Karena larangan tersebut telah memberikan efek domino negatif terhadap perekonomian nasional, terutama bagi sektor penyaluran tenaga kerja ke luar negeri.
"Larangan pengiriman tenaga kerja ke Timur Tengah sangat merugikan negara secara ekonomi dan masa depan PMI dan keluarganya," kata Wakil Ketua Umum Kadin Indonesia Bidang Perlindungan Pekerja Migran Indonesia (PMI) Nofel Saleh Hilabi dalam keterangannya, Selasa 15 April 2025.
lebih lanjut Nofel menekankan bahwa Kadin Indonesia dan Asosiasi PMI mendesak Presiden Prabowo Subianto mengeluarkan Keppres tentang pencabutan moratorium pada bulan April 2025 dan menerbitkan Perpres pengiriman PMI Timur Tengah.
Kemudian meminta untuk membentuk Satgas PMI Ilegal yang terdiri dari gabungan TNI, Polri, Kadin dan KPK.

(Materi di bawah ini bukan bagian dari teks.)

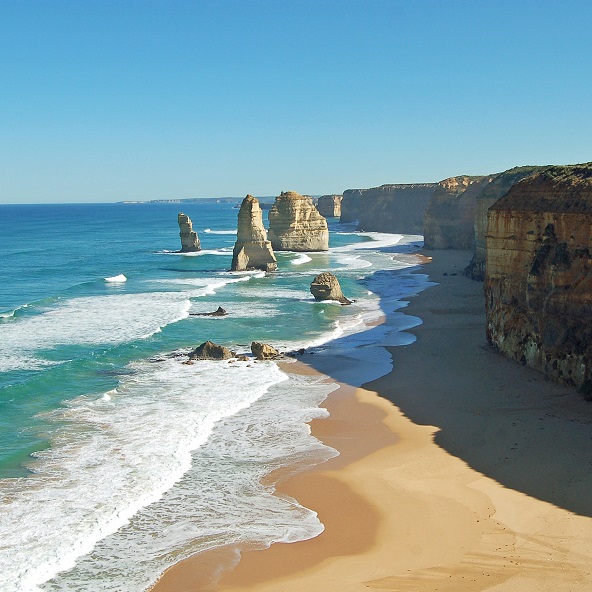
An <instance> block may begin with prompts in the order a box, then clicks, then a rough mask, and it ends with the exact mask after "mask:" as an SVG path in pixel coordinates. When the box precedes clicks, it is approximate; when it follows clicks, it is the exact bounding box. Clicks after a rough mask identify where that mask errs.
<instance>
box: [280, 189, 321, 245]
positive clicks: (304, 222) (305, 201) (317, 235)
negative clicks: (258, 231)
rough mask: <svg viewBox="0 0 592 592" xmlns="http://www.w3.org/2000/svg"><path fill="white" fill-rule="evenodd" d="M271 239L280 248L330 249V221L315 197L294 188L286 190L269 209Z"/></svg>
mask: <svg viewBox="0 0 592 592" xmlns="http://www.w3.org/2000/svg"><path fill="white" fill-rule="evenodd" d="M268 236H269V240H270V241H271V244H272V246H273V248H274V249H275V250H277V251H327V250H329V229H328V228H327V221H326V220H325V218H323V216H321V215H320V214H319V212H318V210H317V209H316V208H315V207H314V205H313V203H312V199H311V198H310V197H305V196H303V195H300V194H299V193H296V192H294V191H286V192H282V193H281V194H280V195H279V196H278V197H277V198H276V200H275V203H274V204H273V206H272V208H271V210H269V232H268Z"/></svg>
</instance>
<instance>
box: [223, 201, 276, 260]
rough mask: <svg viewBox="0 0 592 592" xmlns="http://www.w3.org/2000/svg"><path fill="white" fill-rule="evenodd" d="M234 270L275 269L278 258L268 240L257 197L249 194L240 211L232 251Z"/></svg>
mask: <svg viewBox="0 0 592 592" xmlns="http://www.w3.org/2000/svg"><path fill="white" fill-rule="evenodd" d="M231 269H232V271H243V270H246V269H262V270H263V271H275V270H276V269H277V260H276V258H275V255H274V253H273V249H272V247H271V242H270V241H268V240H267V233H266V232H265V227H264V226H263V214H262V212H261V206H260V205H259V201H258V200H257V198H255V197H253V196H252V195H247V197H245V199H243V202H242V204H241V207H240V210H239V212H238V231H237V237H236V243H235V245H234V250H233V252H232V266H231Z"/></svg>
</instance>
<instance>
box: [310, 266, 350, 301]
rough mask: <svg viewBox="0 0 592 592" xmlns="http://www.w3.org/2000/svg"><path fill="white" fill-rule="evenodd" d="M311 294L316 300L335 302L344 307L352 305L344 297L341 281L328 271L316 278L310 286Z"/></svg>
mask: <svg viewBox="0 0 592 592" xmlns="http://www.w3.org/2000/svg"><path fill="white" fill-rule="evenodd" d="M310 293H311V294H312V295H313V296H314V297H315V299H316V300H335V301H337V302H340V303H341V304H344V305H345V304H351V300H348V299H347V298H346V297H345V296H344V295H343V292H342V291H341V286H340V285H339V280H338V279H337V278H336V277H335V276H334V275H333V274H332V273H330V272H328V271H325V272H323V273H320V274H319V275H317V277H315V279H314V280H313V281H312V283H311V284H310Z"/></svg>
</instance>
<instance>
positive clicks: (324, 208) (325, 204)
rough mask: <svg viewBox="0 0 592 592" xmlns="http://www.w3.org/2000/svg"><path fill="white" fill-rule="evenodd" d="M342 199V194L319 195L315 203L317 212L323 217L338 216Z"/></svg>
mask: <svg viewBox="0 0 592 592" xmlns="http://www.w3.org/2000/svg"><path fill="white" fill-rule="evenodd" d="M342 199H343V195H321V197H319V201H318V203H317V210H318V211H319V214H320V215H321V216H324V217H325V218H339V217H340V216H341V200H342Z"/></svg>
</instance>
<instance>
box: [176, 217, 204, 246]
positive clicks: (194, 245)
mask: <svg viewBox="0 0 592 592" xmlns="http://www.w3.org/2000/svg"><path fill="white" fill-rule="evenodd" d="M177 221H178V223H179V236H180V237H181V251H180V252H181V253H194V252H196V251H201V244H200V242H199V237H198V236H197V232H195V231H194V230H193V224H192V223H191V218H189V216H187V214H183V212H180V213H179V215H178V216H177Z"/></svg>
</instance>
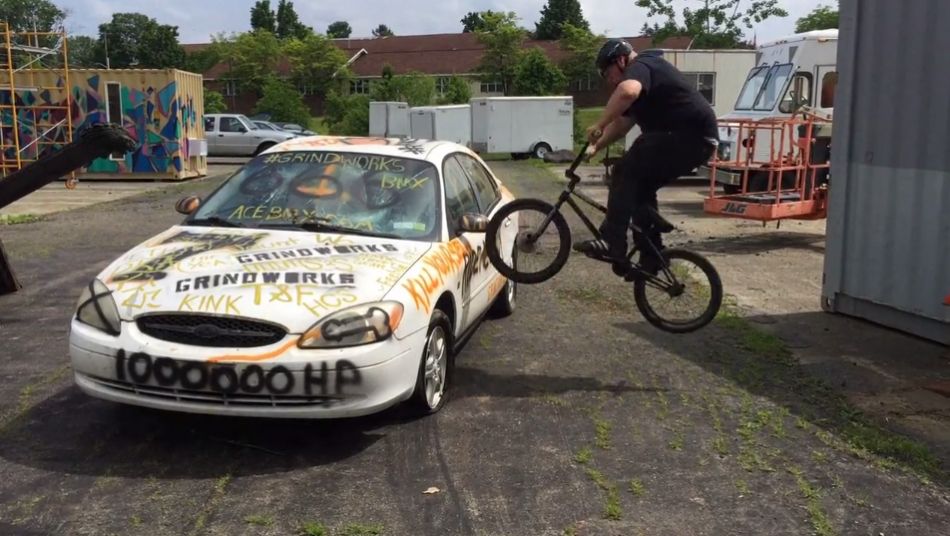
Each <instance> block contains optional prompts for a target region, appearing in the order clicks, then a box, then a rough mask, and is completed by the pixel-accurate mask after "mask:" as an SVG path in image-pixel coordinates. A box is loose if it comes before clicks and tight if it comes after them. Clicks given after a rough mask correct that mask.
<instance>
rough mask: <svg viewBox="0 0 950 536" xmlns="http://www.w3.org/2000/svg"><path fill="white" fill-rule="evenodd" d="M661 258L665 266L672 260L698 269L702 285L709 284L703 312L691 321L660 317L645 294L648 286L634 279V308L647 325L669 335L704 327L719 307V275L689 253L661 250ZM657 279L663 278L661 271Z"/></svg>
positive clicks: (720, 285) (703, 262) (701, 255)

Kadin juga meminta pemerintah mengalokasikan APBN Rp3 triliun untuk pelatihan ekspres PMI. Lalu aktivasi lima koridor khusus: Jeddah, Dubai, Doha, Kuwait, dan Manamah.

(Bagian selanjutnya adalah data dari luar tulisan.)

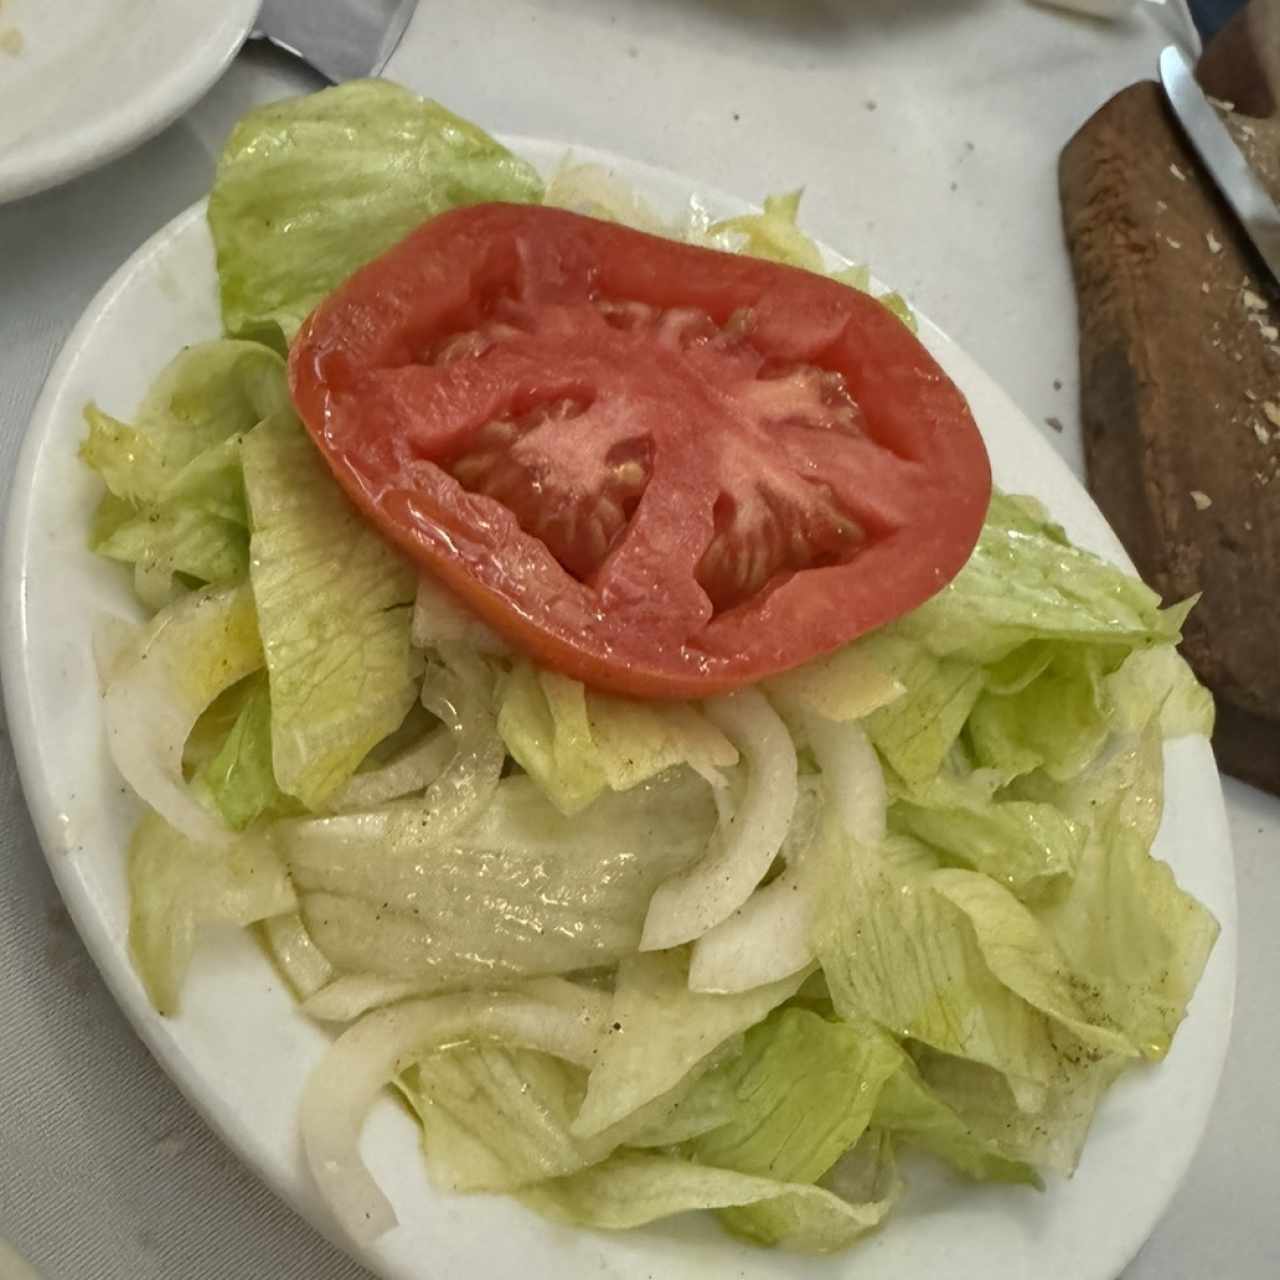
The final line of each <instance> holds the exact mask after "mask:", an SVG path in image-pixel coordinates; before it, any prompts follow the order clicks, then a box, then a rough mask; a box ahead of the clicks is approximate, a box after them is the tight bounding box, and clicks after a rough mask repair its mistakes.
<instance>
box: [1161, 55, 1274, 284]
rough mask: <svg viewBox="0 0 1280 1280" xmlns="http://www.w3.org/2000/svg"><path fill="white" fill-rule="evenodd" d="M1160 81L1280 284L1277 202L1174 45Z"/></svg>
mask: <svg viewBox="0 0 1280 1280" xmlns="http://www.w3.org/2000/svg"><path fill="white" fill-rule="evenodd" d="M1160 81H1161V83H1162V84H1164V87H1165V96H1166V97H1167V99H1169V105H1170V106H1171V108H1172V109H1174V115H1176V116H1178V123H1179V124H1181V127H1183V129H1184V131H1185V133H1187V137H1188V138H1190V142H1192V146H1193V147H1194V148H1196V151H1197V154H1198V155H1199V157H1201V160H1202V161H1203V163H1204V168H1206V169H1208V172H1210V173H1211V174H1212V175H1213V180H1215V182H1216V183H1217V186H1219V189H1220V191H1221V192H1222V195H1224V196H1225V197H1226V202H1228V204H1229V205H1230V206H1231V209H1233V210H1234V212H1235V216H1236V218H1238V219H1239V221H1240V225H1242V227H1243V228H1244V233H1245V234H1247V236H1248V237H1249V239H1251V241H1253V246H1254V248H1257V251H1258V255H1260V256H1261V257H1262V261H1263V262H1266V265H1267V269H1268V270H1270V271H1271V274H1272V275H1274V276H1275V279H1276V280H1277V282H1280V209H1276V202H1275V201H1274V200H1272V198H1271V196H1270V195H1268V192H1267V189H1266V187H1263V186H1262V183H1261V180H1260V179H1258V175H1257V174H1256V173H1254V172H1253V169H1252V166H1251V165H1249V161H1248V160H1245V159H1244V155H1243V154H1242V151H1240V148H1239V147H1238V146H1236V145H1235V141H1234V140H1233V138H1231V134H1230V133H1228V131H1226V125H1225V124H1224V123H1222V122H1221V119H1220V118H1219V114H1217V111H1216V110H1213V106H1212V104H1210V101H1208V99H1207V97H1204V91H1203V90H1202V88H1201V87H1199V84H1197V83H1196V77H1194V76H1193V74H1192V68H1190V64H1189V63H1188V61H1187V59H1185V58H1184V56H1183V54H1181V51H1180V50H1178V49H1175V47H1174V46H1172V45H1170V46H1169V47H1167V49H1165V50H1164V51H1162V52H1161V55H1160Z"/></svg>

Nofel juga mendesak untuk menggantikan moratorium dengan program
zero cost placement dan pelatihan keterampilan.
"Ini bukan pilihan tapi keharusan untuk secepatnya mencabut moratorium. Setiap hari moratorium tetap berlaku maka sejatinya Indonesia rugi Rp500 miliar dan 1.200 PMI jadi korban
trafficking," kata Nofel.
Nofel menyebut potensi devisa Timur Tengah mencapai Rp400 triliun per tahun jika moratorium dicabut.
"Kemudian diproyeksikan pengiriman 600 ribu PMI ini dapat menghasilkan devisa Rp 48,6 triliun," kata Nofel.
Data menyebutkan bahwa Indonesia harus mengakui negara di kawasan Asean yakni Vietnam dan Filipina yang unggul jauh dalam pengiriman PMI resmi hingga mampu mendulang devisa besar.